Dr. Shrime will be based out of the Mercy Ships headquarters in Texas, but he’ll also work regularly on the Africa Mercy, the Global Mercy®, and on the ground in Africa.
“To overcome injustice and inequity in health, safe, affordable, and timely surgical care must be an indispensable part of any healthcare system,” Dr. Shrime said. “I look forward to working even more closely with the dedicated professionals in Mercy Ships, and in the countries with which we partner, to decrease the burden of unmet surgical need and to improve outcomes for patients.”
Prepared to Lead the Way
Dr. Shrime’s background uniquely positions him for this important role.
He received his MD from the University of Texas in 2001. Medical school was followed by a residency at the joint Columbia/Cornell program in Manhattan, and two fellowships – first in head and neck surgical oncology, then in microvascular reconstructive surgery – at the University of Toronto.
He went on to earn a master’s in global health and a PhD in health policy, both from Harvard University.
Besides his work with Mercy Ships, Dr.

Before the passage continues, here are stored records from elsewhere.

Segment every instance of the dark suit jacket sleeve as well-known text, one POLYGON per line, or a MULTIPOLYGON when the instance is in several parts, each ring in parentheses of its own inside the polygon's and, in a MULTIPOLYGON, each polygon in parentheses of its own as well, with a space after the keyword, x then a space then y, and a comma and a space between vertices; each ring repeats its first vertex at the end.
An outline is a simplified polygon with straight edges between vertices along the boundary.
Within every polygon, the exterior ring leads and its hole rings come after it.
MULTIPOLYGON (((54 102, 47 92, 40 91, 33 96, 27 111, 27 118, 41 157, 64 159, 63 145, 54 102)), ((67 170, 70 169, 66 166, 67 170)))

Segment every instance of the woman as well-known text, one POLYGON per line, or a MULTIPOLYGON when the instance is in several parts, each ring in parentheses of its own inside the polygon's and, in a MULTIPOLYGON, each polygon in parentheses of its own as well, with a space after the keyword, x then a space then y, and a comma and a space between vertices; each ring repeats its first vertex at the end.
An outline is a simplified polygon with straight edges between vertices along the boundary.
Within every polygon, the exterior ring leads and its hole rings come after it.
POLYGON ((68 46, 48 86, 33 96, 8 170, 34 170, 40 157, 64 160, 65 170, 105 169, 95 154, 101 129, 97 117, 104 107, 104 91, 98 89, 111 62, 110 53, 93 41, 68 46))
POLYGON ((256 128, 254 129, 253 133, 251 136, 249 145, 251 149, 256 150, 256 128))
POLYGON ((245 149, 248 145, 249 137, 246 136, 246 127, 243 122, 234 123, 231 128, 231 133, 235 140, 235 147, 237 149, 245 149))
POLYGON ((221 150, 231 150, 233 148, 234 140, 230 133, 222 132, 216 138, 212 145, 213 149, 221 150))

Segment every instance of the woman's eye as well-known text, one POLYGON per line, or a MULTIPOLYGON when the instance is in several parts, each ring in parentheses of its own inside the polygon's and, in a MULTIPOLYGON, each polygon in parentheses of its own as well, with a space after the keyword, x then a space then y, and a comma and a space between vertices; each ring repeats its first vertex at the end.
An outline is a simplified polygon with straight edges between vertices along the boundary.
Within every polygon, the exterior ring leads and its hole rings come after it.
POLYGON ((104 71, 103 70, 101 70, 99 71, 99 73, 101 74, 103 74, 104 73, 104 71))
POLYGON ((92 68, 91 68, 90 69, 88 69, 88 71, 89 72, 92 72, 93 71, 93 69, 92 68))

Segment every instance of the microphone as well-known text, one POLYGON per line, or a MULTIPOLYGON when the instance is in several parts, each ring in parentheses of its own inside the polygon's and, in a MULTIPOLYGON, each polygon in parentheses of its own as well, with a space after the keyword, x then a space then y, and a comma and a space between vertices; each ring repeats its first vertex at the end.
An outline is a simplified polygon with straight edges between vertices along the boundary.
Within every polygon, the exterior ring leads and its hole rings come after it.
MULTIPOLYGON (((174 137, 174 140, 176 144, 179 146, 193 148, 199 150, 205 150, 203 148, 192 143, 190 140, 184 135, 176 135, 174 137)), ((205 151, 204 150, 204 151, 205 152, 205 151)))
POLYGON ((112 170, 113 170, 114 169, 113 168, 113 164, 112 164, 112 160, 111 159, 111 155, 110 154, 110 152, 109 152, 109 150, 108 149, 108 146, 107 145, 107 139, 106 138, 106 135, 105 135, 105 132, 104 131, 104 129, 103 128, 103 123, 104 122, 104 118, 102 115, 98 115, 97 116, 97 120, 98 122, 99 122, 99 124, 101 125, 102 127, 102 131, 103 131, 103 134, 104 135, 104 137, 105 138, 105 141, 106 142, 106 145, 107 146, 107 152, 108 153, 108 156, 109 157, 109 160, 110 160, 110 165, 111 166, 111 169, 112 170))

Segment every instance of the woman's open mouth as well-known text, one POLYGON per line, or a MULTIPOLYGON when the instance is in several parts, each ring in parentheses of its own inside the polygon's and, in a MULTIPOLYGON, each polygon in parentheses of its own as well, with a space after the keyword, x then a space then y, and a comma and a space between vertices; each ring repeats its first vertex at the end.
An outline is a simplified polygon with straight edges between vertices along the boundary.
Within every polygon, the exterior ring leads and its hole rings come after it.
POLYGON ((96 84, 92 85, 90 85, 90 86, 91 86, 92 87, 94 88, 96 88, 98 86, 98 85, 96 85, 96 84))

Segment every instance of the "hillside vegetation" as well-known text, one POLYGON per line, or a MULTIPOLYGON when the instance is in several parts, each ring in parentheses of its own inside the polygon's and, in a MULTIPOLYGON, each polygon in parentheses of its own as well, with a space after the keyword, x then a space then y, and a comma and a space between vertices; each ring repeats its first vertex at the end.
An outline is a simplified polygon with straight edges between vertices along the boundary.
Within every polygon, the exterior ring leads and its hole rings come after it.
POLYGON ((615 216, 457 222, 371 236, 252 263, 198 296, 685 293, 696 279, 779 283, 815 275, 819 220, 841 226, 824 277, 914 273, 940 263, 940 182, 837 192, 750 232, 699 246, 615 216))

Shrime is a lecturer in Global Health and Social Medicine at the Harvard Medical School.
He’s also served as:
- O’Brien Chair of Global Surgery, Royal College of Surgeons in Ireland
- Founder and Director, Center for Global Surgery Evaluation at the Massachusetts Eye and Ear Infirmary
- Research Director, Harvard Program in Global Surgery and Social Change
‘What I’ve Been Training For’
While he was building an impressive resume all those years, Dr. Shrime said something was always missing.
“For the 15 years of my training, I really didn’t like what I was doing,” he recalled. “Genuinely hated being a doctor.”
Then in 2008, Dr. Shrime boarded the Africa Mercy and walked down the stairs to the hospital.
“I took a right-hand turn off those stairs into D ward and was like, ‘Oh, this is what I’ve been training for 15 years to do,’” he said.
One patient in particular stands out to Dr. Shrime from those early years: Emmanoel, a 3-year-old in the Republic of the Congo. He was having difficulty breathing, and doctors found a mass on the roof of his mouth, obstructing his airway.
Emmanoel’s father worked at the port. When he found out a hospital ship was coming, he bought a calendar. The family marked off the days until the Africa Mercy’s arrival in 2013.
When Emmanoel went to the patient screening, his breathing was so labored that the others in line passed him over the fence so he could be seen first.
“We took him to the operating room the second day of operating in Congo,” Dr. Shrime remembered. “Took out the mass, reconstructed his palate. He did beautifully.”
Dr. Shrime keeps a photo of Emmanoel. In it, he’s holding up a sign that says, “Hey Mark! I’m all better!!”
Dr. Shrime assumes the role of International Chief Medical Officer during a historic time for Mercy Ships. A brand new, purpose-built hospital ship, the Global Mercy, is getting ready to offer surgeries. A doubled fleet will soon provide twice the capacity for surgeries and training. And that training, Dr. Shrime said, will be crucial in the countries where Mercy Ships serves.
“The burden of disease is so large, and the number of surgeons is so small,” he said.
Studies show that many countries in Sub-Saharan Africa have fewer than one surgeon per 100,000 people.
Dr. Shrime believes that one key solution is to be part of building the surgical ecosystem in the countries that host Mercy Ships. Without an intact surgical ecosystem, “many patients just go untreated,” he says.
It’s those untreated cases that Dr. Shrime, Mercy Ships, and their African government and medical partners want to eliminate.
“This idea that, ‘Health is a human right as long as you can afford it,’ is not the world we really want to be building,” said Dr. Shrime.